La propagation de la liberté constitue le meilleur espoir dans le monde.
A l’occasion de son investiture pour un deuxième et dernier mandat, Le président américain George W. Bush a fait un discours dont la teneur interpelle plus d’un tyran. Et surtout lorsqu’il dit : « la propagation de la liberté constitue le meilleur espoir dans le monde », pour nous autres tchadiens, nous ne pourrions que se réjouir.
Cette déclaration d’intention, pour un peuple meurtri par 14 années de pouvoir tyrannique, un pouvoir corrompu et corrupteur, ne pourra que le réconforter dans sa lutte pour son émancipation. Ce discours doit interpeller en premier lieu le squatteur du pouvoir du peuple qu’est Deby et la bande des délinquants politiques qui l’entourent à réfléchir plus d’une fois avant de continuer à faire fi des douleurs du peuple tchadien.
Quoi de plus rassurant lorsque le président Bush déclare que « le respect des droits de l’homme doit être plus que des concessions faites à contre cœur par des dictateurs… et que ces droits doivent être garantis par la liberté d’exprimer son dissentiment et par la participation des gouvernés à la vie publique » ?
Deby qui, en réponse aux revendications légitimes de la population représentée par ses partis politiques et ses syndicats, disait qu’il n’a pas « des cadeaux à donner » écoutera t-il cet appel ? « La politique des Etats Unis, disait le président américain, est d’encourager le renforcement des mouvements et des institutions démocratiques dans tous les pays, afin de pouvoir finalement mettre un terme à la tyrannie dans le monde ».
Mais, le Tchad est-il concerné par cette orientation politique américaine ? Un régime dont la tyrannie est érigée en système de gouvernance ; un régime pour qui, tuer, voler, violer est considéré comme des vertus ? Des dirigeants pour qui la pédophilie est une marque de virilité ? Dans quel pays au monde le président oblige-t-il un gendarme, pourtant en légitime défense, à payer le prix du sang, communément appelé Dia, pour un coupeur de route tué justement parce que ce dernier est de la tribu du président, si ce n’est le notre !

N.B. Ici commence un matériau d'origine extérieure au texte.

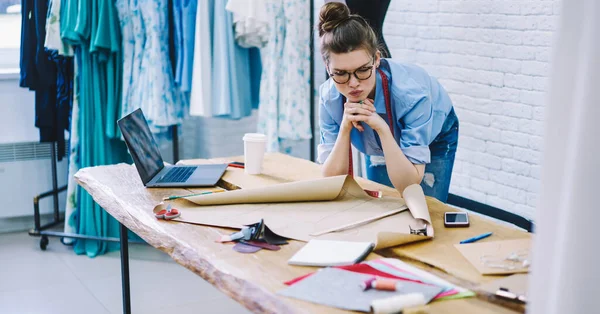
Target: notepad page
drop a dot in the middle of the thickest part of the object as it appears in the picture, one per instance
(331, 253)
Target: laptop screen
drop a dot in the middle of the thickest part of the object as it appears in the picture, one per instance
(141, 144)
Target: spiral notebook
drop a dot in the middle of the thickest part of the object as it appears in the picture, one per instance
(324, 253)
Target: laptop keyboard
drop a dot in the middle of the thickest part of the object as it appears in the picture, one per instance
(177, 174)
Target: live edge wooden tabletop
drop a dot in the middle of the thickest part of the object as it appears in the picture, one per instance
(254, 279)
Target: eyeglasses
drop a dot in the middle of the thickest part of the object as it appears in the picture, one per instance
(362, 73)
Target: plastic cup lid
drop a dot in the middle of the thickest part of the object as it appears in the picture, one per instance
(255, 137)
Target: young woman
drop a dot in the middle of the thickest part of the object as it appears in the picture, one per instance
(395, 113)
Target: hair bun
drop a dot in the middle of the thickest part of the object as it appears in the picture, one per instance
(332, 14)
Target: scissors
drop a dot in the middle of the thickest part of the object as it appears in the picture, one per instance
(168, 214)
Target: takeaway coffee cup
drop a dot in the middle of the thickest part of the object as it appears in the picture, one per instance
(254, 152)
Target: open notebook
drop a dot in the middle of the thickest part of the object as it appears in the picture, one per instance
(325, 253)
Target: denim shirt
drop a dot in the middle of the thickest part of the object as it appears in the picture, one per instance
(419, 108)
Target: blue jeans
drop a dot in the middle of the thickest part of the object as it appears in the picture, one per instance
(436, 181)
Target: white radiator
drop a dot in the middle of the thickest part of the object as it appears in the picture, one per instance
(25, 171)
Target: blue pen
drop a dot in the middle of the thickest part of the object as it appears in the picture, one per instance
(476, 238)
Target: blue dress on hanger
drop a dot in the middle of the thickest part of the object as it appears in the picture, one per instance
(93, 30)
(284, 110)
(149, 73)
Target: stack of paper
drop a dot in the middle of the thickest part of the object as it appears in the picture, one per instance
(397, 269)
(325, 253)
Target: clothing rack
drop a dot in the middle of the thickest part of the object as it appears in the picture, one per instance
(42, 231)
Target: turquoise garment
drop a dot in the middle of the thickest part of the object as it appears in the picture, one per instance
(148, 80)
(284, 110)
(188, 16)
(232, 88)
(92, 29)
(419, 103)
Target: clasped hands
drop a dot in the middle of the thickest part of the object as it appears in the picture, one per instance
(355, 113)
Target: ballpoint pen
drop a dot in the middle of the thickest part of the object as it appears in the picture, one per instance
(476, 238)
(170, 198)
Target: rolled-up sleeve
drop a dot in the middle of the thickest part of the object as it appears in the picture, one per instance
(416, 134)
(329, 130)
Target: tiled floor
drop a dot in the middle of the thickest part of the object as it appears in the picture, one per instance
(58, 281)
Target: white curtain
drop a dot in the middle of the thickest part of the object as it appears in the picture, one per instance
(566, 256)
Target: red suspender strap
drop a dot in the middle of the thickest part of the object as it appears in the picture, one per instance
(388, 109)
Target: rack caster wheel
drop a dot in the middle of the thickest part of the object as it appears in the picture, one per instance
(44, 243)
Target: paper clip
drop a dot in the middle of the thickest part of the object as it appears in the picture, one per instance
(417, 231)
(168, 214)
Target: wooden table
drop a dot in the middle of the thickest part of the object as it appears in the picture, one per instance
(254, 279)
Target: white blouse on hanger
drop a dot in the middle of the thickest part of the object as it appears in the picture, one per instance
(53, 40)
(251, 22)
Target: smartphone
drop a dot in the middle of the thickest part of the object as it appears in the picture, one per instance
(456, 219)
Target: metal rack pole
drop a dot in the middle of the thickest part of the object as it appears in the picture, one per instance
(312, 81)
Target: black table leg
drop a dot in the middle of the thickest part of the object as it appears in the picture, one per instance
(125, 270)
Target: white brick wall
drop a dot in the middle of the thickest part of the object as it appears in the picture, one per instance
(493, 58)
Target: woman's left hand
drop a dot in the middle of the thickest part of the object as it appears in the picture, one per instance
(375, 121)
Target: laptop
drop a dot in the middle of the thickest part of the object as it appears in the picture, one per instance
(149, 162)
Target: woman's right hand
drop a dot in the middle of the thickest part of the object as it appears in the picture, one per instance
(351, 110)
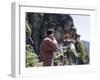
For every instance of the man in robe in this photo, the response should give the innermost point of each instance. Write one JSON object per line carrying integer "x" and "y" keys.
{"x": 47, "y": 48}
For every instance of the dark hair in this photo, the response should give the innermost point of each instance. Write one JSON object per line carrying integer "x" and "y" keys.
{"x": 50, "y": 31}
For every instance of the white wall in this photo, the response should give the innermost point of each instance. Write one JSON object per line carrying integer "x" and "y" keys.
{"x": 5, "y": 39}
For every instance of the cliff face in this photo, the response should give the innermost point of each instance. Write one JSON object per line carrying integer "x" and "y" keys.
{"x": 38, "y": 23}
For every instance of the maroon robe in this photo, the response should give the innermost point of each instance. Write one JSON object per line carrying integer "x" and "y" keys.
{"x": 47, "y": 48}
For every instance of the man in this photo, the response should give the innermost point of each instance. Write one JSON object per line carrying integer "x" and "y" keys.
{"x": 80, "y": 49}
{"x": 47, "y": 48}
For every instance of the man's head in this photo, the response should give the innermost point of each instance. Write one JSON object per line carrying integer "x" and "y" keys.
{"x": 50, "y": 33}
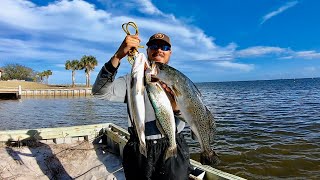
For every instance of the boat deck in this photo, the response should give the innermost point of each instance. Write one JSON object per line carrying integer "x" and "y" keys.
{"x": 78, "y": 152}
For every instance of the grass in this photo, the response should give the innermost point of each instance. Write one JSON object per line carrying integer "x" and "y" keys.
{"x": 32, "y": 85}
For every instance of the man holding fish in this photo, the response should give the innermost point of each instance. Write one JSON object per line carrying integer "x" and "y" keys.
{"x": 156, "y": 148}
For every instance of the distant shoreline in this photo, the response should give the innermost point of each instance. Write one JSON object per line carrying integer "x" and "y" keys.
{"x": 34, "y": 85}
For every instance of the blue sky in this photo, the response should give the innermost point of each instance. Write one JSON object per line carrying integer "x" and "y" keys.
{"x": 228, "y": 40}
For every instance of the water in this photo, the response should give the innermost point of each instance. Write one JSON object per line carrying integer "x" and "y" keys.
{"x": 265, "y": 129}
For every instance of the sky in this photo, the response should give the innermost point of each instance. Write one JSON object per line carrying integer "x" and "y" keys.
{"x": 212, "y": 41}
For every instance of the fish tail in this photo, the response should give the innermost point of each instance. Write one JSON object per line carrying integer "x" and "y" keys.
{"x": 171, "y": 151}
{"x": 209, "y": 158}
{"x": 143, "y": 149}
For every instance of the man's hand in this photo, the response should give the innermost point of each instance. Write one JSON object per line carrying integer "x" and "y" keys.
{"x": 129, "y": 42}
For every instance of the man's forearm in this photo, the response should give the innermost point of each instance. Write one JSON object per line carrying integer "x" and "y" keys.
{"x": 105, "y": 76}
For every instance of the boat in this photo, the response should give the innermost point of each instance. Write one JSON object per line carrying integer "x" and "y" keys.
{"x": 109, "y": 137}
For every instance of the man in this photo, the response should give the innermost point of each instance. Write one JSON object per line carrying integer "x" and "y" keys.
{"x": 136, "y": 166}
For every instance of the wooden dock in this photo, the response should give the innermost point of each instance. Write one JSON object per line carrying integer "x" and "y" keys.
{"x": 17, "y": 93}
{"x": 11, "y": 93}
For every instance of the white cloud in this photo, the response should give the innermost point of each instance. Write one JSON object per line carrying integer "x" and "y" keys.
{"x": 256, "y": 51}
{"x": 278, "y": 11}
{"x": 232, "y": 65}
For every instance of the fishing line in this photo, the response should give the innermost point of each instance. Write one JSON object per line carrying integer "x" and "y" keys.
{"x": 133, "y": 51}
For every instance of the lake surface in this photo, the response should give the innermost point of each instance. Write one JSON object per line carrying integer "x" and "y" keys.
{"x": 265, "y": 129}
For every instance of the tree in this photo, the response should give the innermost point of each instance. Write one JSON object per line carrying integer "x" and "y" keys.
{"x": 73, "y": 65}
{"x": 41, "y": 75}
{"x": 88, "y": 63}
{"x": 17, "y": 71}
{"x": 47, "y": 73}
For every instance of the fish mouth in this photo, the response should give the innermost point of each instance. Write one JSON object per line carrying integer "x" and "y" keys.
{"x": 157, "y": 54}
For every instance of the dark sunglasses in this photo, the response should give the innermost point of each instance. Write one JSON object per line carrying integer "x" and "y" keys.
{"x": 162, "y": 47}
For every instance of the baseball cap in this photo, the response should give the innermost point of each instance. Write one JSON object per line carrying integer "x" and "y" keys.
{"x": 159, "y": 36}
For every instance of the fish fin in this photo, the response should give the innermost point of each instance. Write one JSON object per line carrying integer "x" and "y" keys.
{"x": 180, "y": 117}
{"x": 209, "y": 158}
{"x": 211, "y": 124}
{"x": 193, "y": 136}
{"x": 171, "y": 151}
{"x": 143, "y": 149}
{"x": 196, "y": 90}
{"x": 160, "y": 127}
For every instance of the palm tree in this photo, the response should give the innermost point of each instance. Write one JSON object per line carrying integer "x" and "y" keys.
{"x": 47, "y": 73}
{"x": 41, "y": 75}
{"x": 88, "y": 63}
{"x": 73, "y": 65}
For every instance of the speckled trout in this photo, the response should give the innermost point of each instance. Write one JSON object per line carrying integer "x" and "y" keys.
{"x": 188, "y": 100}
{"x": 164, "y": 114}
{"x": 137, "y": 90}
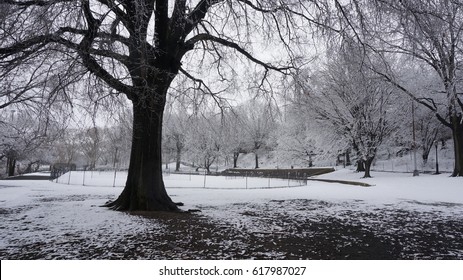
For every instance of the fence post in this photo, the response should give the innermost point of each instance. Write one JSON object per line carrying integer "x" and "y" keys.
{"x": 114, "y": 181}
{"x": 205, "y": 171}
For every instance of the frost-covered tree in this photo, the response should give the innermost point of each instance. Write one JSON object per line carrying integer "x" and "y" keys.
{"x": 25, "y": 136}
{"x": 353, "y": 103}
{"x": 296, "y": 144}
{"x": 138, "y": 48}
{"x": 258, "y": 122}
{"x": 204, "y": 141}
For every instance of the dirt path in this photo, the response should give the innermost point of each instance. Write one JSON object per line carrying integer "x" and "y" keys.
{"x": 253, "y": 231}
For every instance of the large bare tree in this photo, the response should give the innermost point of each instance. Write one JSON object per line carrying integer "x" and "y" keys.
{"x": 137, "y": 47}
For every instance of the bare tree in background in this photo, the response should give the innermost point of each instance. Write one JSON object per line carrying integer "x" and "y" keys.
{"x": 427, "y": 33}
{"x": 138, "y": 47}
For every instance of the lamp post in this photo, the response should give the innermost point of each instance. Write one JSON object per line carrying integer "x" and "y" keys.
{"x": 415, "y": 170}
{"x": 437, "y": 159}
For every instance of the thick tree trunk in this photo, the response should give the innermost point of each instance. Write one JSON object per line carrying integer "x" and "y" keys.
{"x": 178, "y": 159}
{"x": 235, "y": 159}
{"x": 11, "y": 166}
{"x": 144, "y": 189}
{"x": 368, "y": 163}
{"x": 360, "y": 166}
{"x": 457, "y": 131}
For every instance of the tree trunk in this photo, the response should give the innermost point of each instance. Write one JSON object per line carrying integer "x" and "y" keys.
{"x": 144, "y": 189}
{"x": 457, "y": 131}
{"x": 360, "y": 166}
{"x": 348, "y": 163}
{"x": 235, "y": 159}
{"x": 178, "y": 159}
{"x": 368, "y": 167}
{"x": 11, "y": 166}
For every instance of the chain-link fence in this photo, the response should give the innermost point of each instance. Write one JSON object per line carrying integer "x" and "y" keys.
{"x": 182, "y": 180}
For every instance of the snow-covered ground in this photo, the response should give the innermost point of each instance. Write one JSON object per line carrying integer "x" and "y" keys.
{"x": 59, "y": 217}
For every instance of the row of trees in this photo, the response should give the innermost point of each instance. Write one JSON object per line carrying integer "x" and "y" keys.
{"x": 62, "y": 50}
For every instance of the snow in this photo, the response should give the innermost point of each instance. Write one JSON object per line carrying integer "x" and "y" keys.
{"x": 37, "y": 211}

Les Etats-Unis et le mode libre doivent joindre l’acte à la parole. Autant nous sommes heureux d’écouter un discours aussi réconfortant autant notre scepticisme quant au respect de ce qui a été dit reste important. La raison de ce scepticisme est la France ; cette autre puissance occidentale et considérée comme étant le berceau du droit de l’homme, nous a habitué aux beaux discours sans lendemain.
La preuve la plus récente est l’histoire des faux billets de Bahreïn saisie en possession des hommes de Deby, en Europe et dont le témoignage courageux de Hassan Fadoul Kittir, ex-conseiller de Deby est plus qu’édifiant de la nature du pouvoir de Deby. Sans parler de la saisie en possession du conseiller de la présidence tchadienne, M. Adoum Aganaye, à l’aéroport de Düsseldorf, en Allemagne,et dont le secours d’un autre conseiller, celui-là même qui lui a signé sa lettre d’introduction, ne lui a pas empêcher d’écoper 20 ans de prison.
En évoquant les attentats du 11 septembre le président américain parlait des « idéologies qui prêchent la haine et qui couvrent les assassinats » ; on a l’impression que Bush parle du régime de Deby. Car, non seulement l’assassinat est vulgarisé, mais l’incitation à la haine reste le pilier du pouvoir. Le conflit éleveur agriculteur en est l’une des illustrations.
Le président Bush parle de la nécessité de « récompenser les espoirs des honnêtes gens et ceux qui sont tolérant » mais qu’est ce que ce régime n’a pas insinuer et inventer contre la CDDC et les partis poursuivant le même but, celui d’un changement par la voie pacifique !
Qu’est ce qu’ils n’ont pas inventé, lui et son frère de sultan qu’il a lui-même intronisé, contre des tribus entières dans le but de les dresser les unes contre les autres.
En tout cas, les tchadiens sont sûrs d’une chose : lorsque le président Bush dise aux chefs des Etats réfractaires au nouvel ordre mondial: « entreprenez ce voyage sur la voie du progrès et de la justice et les Etats-Unis seront à vos côtés », le notre ne l’écoutera jamais.
Quant à la jeunesse tchadienne et toutes les couches de la population tchadienne ne pourront que féliciter cette orientation du chef de l’Etat Américain et se tenir prêtes pour engager, avec lui, ce combat qui est le leur.